Over the next two months, I led twelve workshops with designers, developers, and PMs to align on the user stories we wanted to support. I then designed low fidelity flows and prototypes to support those experiences, reviewed the design proposals with the team, iterated based on feedback, and finalized our north star proposal.

Defining user stories. Examples:

Scenario 1: New customer testing the waters - onboard a basic users.
Scenario 2: Small customer expanding, adding, and removing many users manually.
Scenario 3: Mature single app customer restricting access with customized resource based access control.
Scenario 4: Actively monitor and track usage data.

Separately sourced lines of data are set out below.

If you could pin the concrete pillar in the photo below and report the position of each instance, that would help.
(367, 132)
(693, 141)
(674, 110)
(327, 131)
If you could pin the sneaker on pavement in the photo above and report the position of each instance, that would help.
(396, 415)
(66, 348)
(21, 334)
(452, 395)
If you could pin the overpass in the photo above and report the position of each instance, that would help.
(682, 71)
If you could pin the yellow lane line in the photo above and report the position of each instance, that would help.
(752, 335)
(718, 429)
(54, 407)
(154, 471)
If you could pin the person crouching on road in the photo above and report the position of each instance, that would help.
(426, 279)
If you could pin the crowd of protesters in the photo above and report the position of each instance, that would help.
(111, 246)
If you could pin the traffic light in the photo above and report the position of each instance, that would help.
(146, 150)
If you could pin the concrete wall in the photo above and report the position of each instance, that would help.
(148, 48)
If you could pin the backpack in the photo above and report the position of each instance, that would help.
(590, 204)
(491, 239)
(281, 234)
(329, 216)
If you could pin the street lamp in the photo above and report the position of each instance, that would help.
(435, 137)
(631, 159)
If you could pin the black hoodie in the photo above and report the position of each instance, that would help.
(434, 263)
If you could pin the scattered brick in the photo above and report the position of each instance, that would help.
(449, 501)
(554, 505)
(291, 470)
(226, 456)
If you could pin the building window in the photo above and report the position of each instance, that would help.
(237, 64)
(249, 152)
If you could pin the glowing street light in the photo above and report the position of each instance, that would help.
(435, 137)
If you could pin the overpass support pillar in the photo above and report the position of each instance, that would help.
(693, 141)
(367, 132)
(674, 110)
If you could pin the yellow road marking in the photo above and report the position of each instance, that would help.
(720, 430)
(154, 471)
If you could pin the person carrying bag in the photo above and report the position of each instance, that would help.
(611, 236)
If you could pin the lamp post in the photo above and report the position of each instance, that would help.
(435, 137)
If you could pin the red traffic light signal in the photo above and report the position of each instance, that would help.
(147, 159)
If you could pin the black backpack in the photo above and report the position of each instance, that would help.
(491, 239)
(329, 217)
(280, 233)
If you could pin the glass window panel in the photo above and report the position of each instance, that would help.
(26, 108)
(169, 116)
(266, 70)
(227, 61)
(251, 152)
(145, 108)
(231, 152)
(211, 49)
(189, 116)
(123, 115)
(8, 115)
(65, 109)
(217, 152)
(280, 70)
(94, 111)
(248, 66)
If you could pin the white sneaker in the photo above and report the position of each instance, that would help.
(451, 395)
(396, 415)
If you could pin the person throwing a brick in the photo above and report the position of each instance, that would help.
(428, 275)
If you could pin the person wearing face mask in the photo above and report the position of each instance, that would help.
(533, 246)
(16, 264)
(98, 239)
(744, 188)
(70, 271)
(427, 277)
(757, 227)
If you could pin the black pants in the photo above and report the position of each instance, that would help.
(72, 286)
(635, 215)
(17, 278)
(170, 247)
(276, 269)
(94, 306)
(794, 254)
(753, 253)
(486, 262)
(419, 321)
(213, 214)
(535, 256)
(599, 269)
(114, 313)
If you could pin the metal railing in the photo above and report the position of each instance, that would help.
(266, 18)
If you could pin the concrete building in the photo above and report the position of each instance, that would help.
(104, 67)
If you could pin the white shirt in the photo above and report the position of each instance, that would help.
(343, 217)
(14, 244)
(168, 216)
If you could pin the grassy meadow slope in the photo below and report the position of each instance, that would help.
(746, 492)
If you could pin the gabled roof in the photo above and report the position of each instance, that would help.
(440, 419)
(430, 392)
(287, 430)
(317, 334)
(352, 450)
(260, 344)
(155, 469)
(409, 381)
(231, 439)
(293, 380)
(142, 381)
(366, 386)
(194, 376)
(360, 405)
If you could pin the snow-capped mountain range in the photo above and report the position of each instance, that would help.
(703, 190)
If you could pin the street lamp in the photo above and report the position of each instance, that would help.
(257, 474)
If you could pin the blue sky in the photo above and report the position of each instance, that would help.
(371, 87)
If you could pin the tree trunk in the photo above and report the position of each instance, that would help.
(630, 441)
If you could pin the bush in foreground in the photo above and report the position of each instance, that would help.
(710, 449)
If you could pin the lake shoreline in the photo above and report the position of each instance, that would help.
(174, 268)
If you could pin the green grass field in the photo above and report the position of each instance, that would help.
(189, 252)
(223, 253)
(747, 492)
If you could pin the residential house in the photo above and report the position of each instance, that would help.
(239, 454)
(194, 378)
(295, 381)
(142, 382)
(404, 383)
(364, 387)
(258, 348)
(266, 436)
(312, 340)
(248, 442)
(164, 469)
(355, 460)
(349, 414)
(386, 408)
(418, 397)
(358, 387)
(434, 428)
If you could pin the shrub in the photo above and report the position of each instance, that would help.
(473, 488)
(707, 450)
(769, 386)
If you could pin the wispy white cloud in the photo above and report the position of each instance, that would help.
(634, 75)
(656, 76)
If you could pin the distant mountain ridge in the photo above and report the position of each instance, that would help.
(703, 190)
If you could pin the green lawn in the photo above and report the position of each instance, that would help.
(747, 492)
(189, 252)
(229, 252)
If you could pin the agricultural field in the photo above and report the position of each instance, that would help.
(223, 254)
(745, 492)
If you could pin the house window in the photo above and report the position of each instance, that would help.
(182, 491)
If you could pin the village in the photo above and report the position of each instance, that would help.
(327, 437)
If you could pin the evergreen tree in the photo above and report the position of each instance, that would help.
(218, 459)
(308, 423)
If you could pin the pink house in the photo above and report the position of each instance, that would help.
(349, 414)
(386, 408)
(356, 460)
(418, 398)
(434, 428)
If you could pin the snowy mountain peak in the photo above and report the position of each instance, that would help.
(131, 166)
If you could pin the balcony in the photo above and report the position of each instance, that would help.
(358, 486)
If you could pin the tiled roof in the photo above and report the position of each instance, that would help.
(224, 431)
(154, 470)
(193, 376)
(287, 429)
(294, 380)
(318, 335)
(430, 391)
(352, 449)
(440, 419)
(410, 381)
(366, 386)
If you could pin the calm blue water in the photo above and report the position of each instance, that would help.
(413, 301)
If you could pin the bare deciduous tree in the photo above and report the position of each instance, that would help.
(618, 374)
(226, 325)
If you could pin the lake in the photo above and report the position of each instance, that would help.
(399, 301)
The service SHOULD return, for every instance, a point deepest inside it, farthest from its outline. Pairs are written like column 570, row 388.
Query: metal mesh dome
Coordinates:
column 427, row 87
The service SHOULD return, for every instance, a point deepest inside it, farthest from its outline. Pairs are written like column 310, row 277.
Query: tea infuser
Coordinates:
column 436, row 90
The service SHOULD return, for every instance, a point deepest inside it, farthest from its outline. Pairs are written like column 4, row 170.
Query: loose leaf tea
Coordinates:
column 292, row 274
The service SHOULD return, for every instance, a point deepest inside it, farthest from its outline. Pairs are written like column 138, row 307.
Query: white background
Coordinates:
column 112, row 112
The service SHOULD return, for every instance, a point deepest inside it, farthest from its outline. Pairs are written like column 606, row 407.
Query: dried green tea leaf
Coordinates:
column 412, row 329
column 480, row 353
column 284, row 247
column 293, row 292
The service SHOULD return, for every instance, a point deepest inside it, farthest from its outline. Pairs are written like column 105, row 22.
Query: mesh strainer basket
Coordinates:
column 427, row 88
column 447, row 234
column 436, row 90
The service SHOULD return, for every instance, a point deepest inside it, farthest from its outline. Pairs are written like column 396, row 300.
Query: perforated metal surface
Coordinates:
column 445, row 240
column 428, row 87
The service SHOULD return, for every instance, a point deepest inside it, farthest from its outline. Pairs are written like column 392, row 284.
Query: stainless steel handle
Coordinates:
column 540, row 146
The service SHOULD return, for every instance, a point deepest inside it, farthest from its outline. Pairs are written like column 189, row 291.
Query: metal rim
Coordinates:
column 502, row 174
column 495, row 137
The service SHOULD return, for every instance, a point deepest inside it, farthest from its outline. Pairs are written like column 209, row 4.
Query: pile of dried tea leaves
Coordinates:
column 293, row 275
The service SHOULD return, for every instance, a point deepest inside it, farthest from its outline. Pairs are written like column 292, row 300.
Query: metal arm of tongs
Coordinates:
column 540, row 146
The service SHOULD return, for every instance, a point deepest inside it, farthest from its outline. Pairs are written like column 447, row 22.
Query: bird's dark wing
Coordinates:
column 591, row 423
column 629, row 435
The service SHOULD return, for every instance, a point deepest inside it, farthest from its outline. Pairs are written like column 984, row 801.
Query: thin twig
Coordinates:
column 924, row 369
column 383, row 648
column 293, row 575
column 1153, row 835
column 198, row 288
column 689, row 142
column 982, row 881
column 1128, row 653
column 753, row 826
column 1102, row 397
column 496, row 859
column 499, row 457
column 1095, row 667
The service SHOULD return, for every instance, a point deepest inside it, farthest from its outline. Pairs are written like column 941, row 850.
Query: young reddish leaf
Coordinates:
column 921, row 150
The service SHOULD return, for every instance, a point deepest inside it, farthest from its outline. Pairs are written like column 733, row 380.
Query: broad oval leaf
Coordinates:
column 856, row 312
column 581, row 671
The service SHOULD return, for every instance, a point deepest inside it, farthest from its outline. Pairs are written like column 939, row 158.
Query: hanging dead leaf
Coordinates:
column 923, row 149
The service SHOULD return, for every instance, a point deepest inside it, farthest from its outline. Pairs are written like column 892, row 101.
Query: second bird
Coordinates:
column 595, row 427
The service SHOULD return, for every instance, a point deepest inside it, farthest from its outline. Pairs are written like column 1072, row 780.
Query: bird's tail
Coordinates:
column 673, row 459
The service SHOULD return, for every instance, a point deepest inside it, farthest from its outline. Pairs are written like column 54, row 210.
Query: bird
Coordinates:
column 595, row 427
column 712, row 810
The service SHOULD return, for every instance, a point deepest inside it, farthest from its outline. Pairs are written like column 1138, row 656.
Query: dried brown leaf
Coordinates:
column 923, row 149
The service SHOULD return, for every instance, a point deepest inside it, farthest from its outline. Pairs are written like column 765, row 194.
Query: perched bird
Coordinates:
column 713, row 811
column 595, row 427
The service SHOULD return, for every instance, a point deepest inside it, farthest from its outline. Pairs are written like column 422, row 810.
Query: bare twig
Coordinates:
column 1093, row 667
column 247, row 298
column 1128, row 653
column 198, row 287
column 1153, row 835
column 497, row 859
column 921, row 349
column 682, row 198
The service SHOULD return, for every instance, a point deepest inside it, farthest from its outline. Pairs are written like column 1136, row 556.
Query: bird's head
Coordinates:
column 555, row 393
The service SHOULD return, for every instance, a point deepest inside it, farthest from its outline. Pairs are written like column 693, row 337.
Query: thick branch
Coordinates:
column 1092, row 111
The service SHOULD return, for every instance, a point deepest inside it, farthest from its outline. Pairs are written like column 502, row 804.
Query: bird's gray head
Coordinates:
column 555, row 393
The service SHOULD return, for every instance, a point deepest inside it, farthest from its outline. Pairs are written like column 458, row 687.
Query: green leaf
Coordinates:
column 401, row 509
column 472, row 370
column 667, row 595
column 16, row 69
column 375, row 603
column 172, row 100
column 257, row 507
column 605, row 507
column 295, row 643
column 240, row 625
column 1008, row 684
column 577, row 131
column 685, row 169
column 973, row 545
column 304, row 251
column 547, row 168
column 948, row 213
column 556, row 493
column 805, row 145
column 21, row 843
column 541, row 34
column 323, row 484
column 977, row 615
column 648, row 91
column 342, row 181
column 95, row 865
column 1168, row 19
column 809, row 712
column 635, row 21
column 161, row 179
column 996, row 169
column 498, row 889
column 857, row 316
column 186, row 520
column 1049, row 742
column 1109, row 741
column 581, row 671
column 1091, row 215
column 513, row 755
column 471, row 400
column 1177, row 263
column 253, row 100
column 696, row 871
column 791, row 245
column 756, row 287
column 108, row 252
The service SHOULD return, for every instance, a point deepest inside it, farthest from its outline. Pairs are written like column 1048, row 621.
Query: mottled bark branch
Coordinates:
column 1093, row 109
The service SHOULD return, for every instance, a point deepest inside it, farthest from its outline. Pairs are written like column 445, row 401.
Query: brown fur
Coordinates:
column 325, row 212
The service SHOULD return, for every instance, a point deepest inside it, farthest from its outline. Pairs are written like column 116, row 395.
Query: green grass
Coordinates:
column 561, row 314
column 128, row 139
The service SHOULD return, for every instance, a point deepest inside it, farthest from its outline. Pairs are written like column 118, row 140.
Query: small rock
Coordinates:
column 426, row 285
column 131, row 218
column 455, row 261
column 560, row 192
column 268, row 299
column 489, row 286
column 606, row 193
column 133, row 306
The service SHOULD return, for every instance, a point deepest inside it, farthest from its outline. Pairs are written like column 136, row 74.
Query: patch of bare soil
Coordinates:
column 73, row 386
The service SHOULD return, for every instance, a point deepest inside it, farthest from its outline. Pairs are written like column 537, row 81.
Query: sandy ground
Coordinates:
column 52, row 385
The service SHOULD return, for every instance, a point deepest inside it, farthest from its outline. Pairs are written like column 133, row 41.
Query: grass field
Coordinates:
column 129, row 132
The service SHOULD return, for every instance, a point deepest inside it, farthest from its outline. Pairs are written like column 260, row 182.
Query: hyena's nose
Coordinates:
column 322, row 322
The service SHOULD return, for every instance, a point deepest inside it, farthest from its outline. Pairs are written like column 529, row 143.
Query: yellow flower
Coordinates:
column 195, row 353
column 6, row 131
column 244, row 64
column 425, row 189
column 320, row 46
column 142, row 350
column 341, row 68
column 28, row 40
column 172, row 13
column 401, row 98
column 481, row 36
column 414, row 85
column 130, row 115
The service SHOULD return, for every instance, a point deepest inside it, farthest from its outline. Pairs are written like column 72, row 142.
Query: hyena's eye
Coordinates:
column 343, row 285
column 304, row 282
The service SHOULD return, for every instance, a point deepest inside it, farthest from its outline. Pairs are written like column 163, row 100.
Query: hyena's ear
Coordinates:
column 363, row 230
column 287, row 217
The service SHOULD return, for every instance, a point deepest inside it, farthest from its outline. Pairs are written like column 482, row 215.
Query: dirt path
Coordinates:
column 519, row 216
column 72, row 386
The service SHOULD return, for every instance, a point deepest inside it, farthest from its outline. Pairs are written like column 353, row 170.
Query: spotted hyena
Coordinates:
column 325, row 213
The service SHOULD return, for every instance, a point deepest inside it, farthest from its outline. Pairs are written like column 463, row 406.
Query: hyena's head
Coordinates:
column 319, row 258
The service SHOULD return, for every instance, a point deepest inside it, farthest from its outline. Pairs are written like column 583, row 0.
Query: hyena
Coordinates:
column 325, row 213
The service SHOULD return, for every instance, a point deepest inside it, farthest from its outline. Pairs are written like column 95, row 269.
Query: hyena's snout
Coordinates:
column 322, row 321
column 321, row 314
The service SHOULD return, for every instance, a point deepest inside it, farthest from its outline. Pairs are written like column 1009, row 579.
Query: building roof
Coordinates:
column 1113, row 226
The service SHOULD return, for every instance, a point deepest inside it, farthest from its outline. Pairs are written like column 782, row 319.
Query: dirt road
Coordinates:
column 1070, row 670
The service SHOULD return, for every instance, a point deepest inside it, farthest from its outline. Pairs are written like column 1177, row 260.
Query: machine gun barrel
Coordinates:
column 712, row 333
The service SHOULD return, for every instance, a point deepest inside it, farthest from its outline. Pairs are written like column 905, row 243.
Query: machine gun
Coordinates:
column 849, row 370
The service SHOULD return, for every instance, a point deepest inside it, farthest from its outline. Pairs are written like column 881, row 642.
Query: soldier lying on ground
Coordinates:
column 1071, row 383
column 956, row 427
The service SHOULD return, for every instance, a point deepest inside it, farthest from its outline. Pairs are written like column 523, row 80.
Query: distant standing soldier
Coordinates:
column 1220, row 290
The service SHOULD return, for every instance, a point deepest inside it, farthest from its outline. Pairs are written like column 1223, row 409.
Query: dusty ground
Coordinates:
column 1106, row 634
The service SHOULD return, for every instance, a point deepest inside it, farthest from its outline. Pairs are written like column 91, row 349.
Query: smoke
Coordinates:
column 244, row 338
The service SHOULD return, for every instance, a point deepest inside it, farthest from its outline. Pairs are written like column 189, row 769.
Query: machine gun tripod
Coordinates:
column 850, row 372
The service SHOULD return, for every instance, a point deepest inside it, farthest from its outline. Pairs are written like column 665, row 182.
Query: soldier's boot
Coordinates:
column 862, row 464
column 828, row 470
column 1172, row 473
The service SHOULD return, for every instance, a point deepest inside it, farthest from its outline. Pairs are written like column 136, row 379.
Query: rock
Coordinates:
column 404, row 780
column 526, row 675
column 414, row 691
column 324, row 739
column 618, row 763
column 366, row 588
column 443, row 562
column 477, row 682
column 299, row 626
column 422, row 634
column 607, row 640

Screen Shot 2022-07-17 at 4.37.10 PM.png

Screen Shot 2022-07-17 at 4.37.17 PM.png

Designing the concepts

I then built low fidelity flows and prototypes for the user stories. Example of a user creation story —>

Screen Shot 2022-07-17 at 4.37.33 PM.png

Final concepts

Screen Shot 2022-08-13 at 6.47.20 PM.png

Screen Shot 2022-08-13 at 6.47.37 PM.png

Screen Shot 2022-08-13 at 6.51.26 PM.png

Screen Shot 2022-08-13 at 6.47.48 PM.png

Screen Shot 2022-08-13 at 6.47.57 PM.png

Impact

This visioning work aligned the team on a north star vision, clarified scope, and secured access control on the Q4 roadmap. It also broke down silos across MAS teams, fostering collaboration around centralized solutions. Next, we’ll validate designs with customers and A/B test against the old model to ensure they meet expectations and improve task efficiency.

Takeaways

Leading a workshop with twelve PMs and engineers was quite the experience! As I hadn’t yet worked with all of those stakeholders, the initial interviews were great in helping me build trust and confidence across the team. Additional stakeholders ended up joining the workshop, and there came a point where I needed to breakdown the participant roles as there were multiple scheduling conflicts. I created a RACI (stakeholder responsibility matrix) for alignment on participant expectations, which progressed key decisions.

I quickly noticed that participates unfamiliar with design thinking approaches were less likely to contribute if no prompts or examples were available. I decided to bring in examples for each user story to kick-off brainstorming workshops, increasing engagement throughout the exercises.